Tom S. Noda | Jan. 11, 2010
With all the fuss that's been going around the Land Transportation Office's (LTO) radio frequency identification (RFID) project, only one thing is certain -- RFID, per se, will affect many people's lives.

"RFID's potentials are very wide. It is tamper-proof, a permanent identification for vehicles," Dizon says, claiming the system could address the problems of "colorum" vehicles (unregistered public transport), assist in law enforcement by serving as deterrent to crimes such as carnapping, smuggling, and illegal switching of plate numbers.

LTO believes the system will be an effective tool in land transport planning and traffic management. It will also provide protection to commut ers since it can automatically identify and verify franchise records of public utility vehicles (PUV).

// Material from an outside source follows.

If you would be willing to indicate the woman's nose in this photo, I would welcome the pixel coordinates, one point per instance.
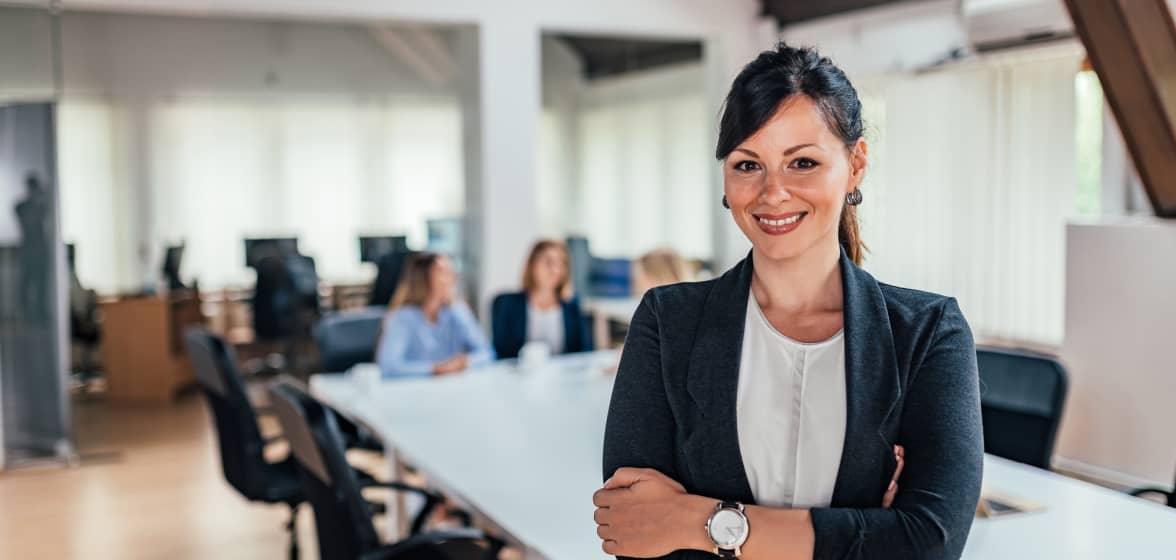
(775, 191)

And besides solving traffic woes, Dizon adds RFID technology can also address concerns on air pollution as it ensures road worthiness of vehicles and strict compliance with the Clean Air Act by eradicating the practice of "non appearance" in emission testing centers.

"A lot of things can be unified by using RFID. Just like in Singapore where one card can be used as payment for gasoline stations, parking, toll gates and others. But to realize all these benefits of the system, the first step is all vehicles must be tagged," says Dizon, stressing the government can't maximize the system if vehicles are untagged.

He says a good example on how RFID system can be used for traffic management in Metro Manila is to put readers in the entry and exit points of the Epifanio Delos Santos Avenue (EDSA), probably the most major and congested highway in Luzon.

Dizon notes that the problem today with colorum vehicles is that the franchising system is still manual and paper-based. There are two common problems that exist with such a system -- income lost by PUV drivers, and bribery practiced by some law enforcers or more commonly known as "kotong."

"There are income losses by some PUV drivers because illegal or colorum vehicles are technically stealing their passengers," Dizon says. "Bribery, however, mostly happens when a jeepney driver is flagged down by a law enforcer to check its franchise and would say it is fake though it isn't. To avoid conflict, the jeepney driver would just give money."

Dizon says to address the two common problems with colorum and bribes, there is a need to have a tamper-proof, accurate, permanent, and electronic way of identifying vehicles.

"The RFID tag will contain information details about PUVs, including the franchise and the route. Other options considered are the usage of smart plate or E-plate, but the advantage of RFID is that it can't be moved from one car to another," he says, adding if the sticker is taken out, the microchip would automatically be damaged, a feature that makes the system tamper-proof.


When LTO announced its planned implementation of the RFID project in October, various public sectors opposed the project claiming that the system would spy on vehicle owners. There were also allegations of overpricing and irregularities.